There is no question Whispering Star represents the auteur at his auteuriest. However, the quiet power of (Sono’s wife and “muse”) Megumi Kagurazaka as Suzuki cannot be overstated. She subtly but undeniably commands the screen. The film is also a minor triumph of prop and set design, particularly the Levittown-ish tract house style space freighter Suzuki commands. It is ridiculously whimsical, yet looks more real than most early 1980s Star Wars knock-offs.

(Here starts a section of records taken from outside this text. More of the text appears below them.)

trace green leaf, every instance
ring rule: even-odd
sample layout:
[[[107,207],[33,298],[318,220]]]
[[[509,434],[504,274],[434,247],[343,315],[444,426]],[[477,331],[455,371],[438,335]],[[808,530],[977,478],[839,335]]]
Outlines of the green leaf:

That said, if you crave artificial colors and flavors, like narrative and dialogue, Whispering Star will drive you to distraction. Nor can we accuse him of being excessively shy when making his points. We quickly deduce Suzuki might just be more human than the surviving biological humans (a theme that will turn up in another Japan Cuts selection). However, the adventurous will find it rewarding to see these strange worlds through her stranger’s eyes. For Sono fans, it is a can’t miss film, just because of its personal significance within his body of work. Recommended for those who appreciate demanding science fiction in the tradition of Aleksey German’s Hard to be a God, The Whispering Star screens this Saturday (7/16) at the Japan Society, as part of Japan Cuts 2016.